I am trying to build the Linux kernel with as minimal tooling as
possible. To give you an idea, I am writing binaries like "bc" that are
hard-coded to do only what their invocation in the Linux kernel build
steps require and nothing more, and I plan to do something similar for
"ld" in the form of a single-file C program that can perform the
absolutely minimal linking needed to build the kernel.

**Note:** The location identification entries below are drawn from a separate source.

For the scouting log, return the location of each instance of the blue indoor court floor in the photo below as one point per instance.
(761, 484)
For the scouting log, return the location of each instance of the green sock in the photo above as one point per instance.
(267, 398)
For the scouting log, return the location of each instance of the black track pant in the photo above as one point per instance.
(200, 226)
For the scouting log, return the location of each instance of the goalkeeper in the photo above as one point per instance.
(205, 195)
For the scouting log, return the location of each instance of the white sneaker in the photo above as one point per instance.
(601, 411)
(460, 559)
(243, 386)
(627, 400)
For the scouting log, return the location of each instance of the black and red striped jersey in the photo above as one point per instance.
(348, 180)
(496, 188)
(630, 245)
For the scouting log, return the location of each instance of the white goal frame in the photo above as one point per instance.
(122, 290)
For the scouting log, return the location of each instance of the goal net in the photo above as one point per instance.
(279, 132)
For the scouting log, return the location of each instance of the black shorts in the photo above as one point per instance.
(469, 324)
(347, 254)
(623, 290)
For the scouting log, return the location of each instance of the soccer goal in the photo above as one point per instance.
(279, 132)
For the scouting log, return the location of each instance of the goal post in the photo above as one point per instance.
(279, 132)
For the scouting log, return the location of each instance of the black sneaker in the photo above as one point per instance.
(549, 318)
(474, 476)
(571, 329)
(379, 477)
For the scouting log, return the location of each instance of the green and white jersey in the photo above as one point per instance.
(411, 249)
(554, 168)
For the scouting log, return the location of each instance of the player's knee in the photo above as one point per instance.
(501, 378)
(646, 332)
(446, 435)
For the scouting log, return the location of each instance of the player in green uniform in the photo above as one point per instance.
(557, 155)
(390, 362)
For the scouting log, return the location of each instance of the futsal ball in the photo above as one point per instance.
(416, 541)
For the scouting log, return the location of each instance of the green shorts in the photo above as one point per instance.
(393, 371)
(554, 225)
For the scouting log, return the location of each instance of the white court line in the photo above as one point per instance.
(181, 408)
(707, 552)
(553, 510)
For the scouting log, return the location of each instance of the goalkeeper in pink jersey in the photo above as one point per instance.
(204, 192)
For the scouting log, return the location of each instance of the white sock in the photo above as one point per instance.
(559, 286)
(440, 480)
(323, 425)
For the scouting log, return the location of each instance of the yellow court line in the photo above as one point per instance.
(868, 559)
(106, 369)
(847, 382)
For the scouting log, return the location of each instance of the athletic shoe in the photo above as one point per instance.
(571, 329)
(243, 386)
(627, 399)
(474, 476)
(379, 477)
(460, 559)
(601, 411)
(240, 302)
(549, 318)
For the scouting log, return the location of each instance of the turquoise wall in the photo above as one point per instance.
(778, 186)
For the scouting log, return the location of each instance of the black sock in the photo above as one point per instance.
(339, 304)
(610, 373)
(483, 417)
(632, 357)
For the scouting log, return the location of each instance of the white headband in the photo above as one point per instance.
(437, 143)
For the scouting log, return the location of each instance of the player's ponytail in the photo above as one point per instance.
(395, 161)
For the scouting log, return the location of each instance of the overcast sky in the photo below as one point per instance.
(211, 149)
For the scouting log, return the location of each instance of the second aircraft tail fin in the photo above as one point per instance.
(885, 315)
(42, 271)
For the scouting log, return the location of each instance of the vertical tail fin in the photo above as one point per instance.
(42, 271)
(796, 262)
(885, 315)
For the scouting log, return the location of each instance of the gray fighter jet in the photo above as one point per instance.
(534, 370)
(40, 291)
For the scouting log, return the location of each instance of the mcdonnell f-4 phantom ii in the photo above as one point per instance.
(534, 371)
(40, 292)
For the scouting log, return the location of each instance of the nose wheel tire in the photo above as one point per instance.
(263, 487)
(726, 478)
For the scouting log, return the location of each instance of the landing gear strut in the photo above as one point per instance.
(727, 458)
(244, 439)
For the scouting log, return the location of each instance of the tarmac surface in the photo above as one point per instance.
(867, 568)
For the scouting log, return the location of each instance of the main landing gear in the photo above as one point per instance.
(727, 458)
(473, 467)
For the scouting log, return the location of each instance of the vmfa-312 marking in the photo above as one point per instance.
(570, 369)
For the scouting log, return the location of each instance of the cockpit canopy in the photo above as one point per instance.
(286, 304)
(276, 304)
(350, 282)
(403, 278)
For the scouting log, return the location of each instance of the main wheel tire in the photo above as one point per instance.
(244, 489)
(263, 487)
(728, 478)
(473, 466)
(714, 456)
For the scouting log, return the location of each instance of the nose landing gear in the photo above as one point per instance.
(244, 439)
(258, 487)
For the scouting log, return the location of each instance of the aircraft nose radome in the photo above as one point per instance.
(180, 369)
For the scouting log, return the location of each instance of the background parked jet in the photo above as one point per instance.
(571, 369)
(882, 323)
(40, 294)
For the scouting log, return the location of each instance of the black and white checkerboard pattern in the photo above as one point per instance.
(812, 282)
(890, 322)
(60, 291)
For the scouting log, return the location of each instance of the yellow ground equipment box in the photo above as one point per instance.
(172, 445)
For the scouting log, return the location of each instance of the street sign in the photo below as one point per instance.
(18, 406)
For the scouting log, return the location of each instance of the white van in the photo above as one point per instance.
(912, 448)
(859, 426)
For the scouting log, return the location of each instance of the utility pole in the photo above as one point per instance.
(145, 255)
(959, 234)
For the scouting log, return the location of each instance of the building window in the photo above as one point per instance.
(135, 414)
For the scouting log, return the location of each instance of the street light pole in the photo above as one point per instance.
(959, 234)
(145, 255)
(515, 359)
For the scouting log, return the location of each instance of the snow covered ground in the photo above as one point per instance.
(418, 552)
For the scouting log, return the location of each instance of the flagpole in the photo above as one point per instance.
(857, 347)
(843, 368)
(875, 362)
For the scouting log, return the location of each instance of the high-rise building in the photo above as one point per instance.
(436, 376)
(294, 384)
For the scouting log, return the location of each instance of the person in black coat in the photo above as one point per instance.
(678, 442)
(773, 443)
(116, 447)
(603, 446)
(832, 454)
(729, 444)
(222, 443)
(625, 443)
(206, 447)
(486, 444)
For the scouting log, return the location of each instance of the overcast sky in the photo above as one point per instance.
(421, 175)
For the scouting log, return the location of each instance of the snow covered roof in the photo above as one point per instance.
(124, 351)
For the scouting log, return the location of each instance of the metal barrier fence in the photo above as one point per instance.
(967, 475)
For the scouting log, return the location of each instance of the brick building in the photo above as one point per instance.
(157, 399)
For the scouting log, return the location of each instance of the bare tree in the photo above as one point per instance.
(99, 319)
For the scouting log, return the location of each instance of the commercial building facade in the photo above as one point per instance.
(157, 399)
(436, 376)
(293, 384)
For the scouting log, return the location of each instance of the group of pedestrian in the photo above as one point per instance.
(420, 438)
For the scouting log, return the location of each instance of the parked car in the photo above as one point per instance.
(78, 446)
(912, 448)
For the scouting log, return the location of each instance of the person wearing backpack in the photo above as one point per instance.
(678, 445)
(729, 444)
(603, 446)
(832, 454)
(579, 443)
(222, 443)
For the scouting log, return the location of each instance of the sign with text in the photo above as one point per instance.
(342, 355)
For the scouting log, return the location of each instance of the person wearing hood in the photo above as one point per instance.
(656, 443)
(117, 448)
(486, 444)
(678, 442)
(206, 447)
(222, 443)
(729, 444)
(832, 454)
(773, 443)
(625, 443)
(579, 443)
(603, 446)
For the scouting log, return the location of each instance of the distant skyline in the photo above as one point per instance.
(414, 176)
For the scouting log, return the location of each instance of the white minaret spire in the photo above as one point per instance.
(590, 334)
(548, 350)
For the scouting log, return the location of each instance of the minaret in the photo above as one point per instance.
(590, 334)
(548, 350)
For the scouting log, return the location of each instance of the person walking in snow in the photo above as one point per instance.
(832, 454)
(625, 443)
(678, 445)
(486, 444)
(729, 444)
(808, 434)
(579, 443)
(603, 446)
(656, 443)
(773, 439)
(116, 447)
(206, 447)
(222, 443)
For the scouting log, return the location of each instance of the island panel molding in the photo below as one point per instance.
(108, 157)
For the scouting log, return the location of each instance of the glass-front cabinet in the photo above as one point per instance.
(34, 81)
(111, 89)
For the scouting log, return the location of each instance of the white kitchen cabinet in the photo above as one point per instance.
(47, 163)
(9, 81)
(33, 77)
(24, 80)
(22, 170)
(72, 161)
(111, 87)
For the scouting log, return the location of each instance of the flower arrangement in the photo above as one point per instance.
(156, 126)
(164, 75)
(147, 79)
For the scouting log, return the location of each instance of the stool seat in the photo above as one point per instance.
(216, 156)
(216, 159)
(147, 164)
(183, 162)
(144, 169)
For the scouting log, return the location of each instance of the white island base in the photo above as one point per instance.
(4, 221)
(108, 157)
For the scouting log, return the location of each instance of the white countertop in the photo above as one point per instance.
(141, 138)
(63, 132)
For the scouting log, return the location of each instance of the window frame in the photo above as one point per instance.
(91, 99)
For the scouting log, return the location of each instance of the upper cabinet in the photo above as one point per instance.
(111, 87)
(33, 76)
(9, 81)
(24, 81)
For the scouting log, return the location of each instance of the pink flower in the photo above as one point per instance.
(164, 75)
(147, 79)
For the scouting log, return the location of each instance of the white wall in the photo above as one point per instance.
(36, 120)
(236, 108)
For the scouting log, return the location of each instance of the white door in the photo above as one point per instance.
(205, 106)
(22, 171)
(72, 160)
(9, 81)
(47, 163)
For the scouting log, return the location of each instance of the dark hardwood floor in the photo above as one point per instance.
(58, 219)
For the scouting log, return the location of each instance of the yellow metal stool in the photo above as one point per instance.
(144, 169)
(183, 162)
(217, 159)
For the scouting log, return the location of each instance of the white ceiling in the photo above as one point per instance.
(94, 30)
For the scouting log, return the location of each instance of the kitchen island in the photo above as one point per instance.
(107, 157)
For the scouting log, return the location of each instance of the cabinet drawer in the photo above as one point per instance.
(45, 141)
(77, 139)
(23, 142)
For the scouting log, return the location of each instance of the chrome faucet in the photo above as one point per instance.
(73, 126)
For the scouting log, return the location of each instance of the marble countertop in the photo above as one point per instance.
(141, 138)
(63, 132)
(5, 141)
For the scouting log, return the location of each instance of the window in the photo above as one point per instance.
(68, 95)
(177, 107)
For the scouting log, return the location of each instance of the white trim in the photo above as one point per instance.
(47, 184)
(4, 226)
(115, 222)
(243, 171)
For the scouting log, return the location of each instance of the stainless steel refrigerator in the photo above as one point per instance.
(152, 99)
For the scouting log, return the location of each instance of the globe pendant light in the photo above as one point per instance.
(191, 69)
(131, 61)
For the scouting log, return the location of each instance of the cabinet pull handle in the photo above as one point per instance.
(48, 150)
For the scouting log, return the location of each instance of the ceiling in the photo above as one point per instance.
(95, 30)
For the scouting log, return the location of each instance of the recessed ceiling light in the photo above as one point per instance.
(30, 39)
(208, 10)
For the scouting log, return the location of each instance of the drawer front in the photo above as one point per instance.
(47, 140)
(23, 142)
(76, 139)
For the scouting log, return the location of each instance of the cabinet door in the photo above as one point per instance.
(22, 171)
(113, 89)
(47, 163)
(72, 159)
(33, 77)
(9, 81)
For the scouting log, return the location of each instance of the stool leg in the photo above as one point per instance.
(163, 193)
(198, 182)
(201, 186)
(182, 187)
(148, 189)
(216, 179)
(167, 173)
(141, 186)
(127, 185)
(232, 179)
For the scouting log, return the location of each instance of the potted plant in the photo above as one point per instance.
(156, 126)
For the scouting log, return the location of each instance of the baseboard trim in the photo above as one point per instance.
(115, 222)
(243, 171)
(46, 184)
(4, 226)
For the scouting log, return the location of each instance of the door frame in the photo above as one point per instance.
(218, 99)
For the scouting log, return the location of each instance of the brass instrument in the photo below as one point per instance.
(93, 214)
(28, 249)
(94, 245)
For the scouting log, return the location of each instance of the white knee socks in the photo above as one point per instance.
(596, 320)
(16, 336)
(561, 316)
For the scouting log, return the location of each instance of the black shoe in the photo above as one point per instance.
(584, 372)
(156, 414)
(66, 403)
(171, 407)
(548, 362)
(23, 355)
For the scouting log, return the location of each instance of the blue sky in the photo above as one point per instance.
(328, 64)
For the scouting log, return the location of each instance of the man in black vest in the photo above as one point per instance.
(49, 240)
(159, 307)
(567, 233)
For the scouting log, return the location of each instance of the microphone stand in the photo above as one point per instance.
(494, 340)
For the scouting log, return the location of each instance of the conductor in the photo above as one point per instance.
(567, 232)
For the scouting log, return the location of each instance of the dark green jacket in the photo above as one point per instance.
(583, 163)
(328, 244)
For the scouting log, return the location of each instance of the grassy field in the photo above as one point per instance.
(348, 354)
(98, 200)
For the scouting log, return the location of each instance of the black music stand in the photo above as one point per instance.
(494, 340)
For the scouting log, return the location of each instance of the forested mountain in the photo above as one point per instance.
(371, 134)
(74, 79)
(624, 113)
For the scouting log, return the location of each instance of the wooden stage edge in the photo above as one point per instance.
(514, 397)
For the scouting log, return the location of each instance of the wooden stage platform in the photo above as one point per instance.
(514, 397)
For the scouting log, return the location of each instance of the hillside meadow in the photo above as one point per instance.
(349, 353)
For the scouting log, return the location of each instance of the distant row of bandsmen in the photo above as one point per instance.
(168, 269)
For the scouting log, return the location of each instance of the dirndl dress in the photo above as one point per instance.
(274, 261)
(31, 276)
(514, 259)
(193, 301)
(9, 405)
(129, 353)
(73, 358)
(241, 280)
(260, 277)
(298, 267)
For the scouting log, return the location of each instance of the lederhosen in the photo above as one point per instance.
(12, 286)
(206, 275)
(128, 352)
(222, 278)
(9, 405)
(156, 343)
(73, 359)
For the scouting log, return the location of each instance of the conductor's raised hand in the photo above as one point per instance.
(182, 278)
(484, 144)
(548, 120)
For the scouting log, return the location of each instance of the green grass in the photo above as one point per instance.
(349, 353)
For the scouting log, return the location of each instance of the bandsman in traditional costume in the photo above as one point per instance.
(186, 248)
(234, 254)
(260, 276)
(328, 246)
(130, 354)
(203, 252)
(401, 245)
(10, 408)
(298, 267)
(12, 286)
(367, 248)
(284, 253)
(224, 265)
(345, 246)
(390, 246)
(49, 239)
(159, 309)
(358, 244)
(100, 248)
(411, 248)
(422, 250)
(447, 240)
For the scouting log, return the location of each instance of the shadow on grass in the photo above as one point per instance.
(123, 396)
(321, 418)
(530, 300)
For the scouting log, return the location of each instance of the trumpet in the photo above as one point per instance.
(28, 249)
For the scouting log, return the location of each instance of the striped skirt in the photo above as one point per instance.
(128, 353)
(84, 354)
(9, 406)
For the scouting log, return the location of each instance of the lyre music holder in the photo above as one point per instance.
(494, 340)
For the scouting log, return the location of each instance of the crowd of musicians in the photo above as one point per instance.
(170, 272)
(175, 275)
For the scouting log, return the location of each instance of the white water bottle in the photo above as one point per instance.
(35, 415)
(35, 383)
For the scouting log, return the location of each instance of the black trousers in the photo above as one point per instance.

Based on my research, it looks like not a whole lot is actually needed
from the linker. I believe a minimal kernel should be able to be built
using static linking with few special flags, if any. However, the one
big barnacle in all this is that vDSO is a shared library and seems to
require a lot of shared-object functionality from ld. If vDSO could be
omitted from the build, it would cut down on the code footprint needed
to build the Linux kernel significantly. I tried setting CONFIG_VDSO to
"n" and CONFIG_HAVE_GENERIC_VDSO to "n" and neither of these resulted
in the vDSO shared object's omission from the build. I even ran an
"allnoconfig" build of the Linux kernel, and I see that the vDSO shared
object is still getting linked. Eventually, I ended up modifying the
Makefiles only to find that I got linker errors ("undefined reference").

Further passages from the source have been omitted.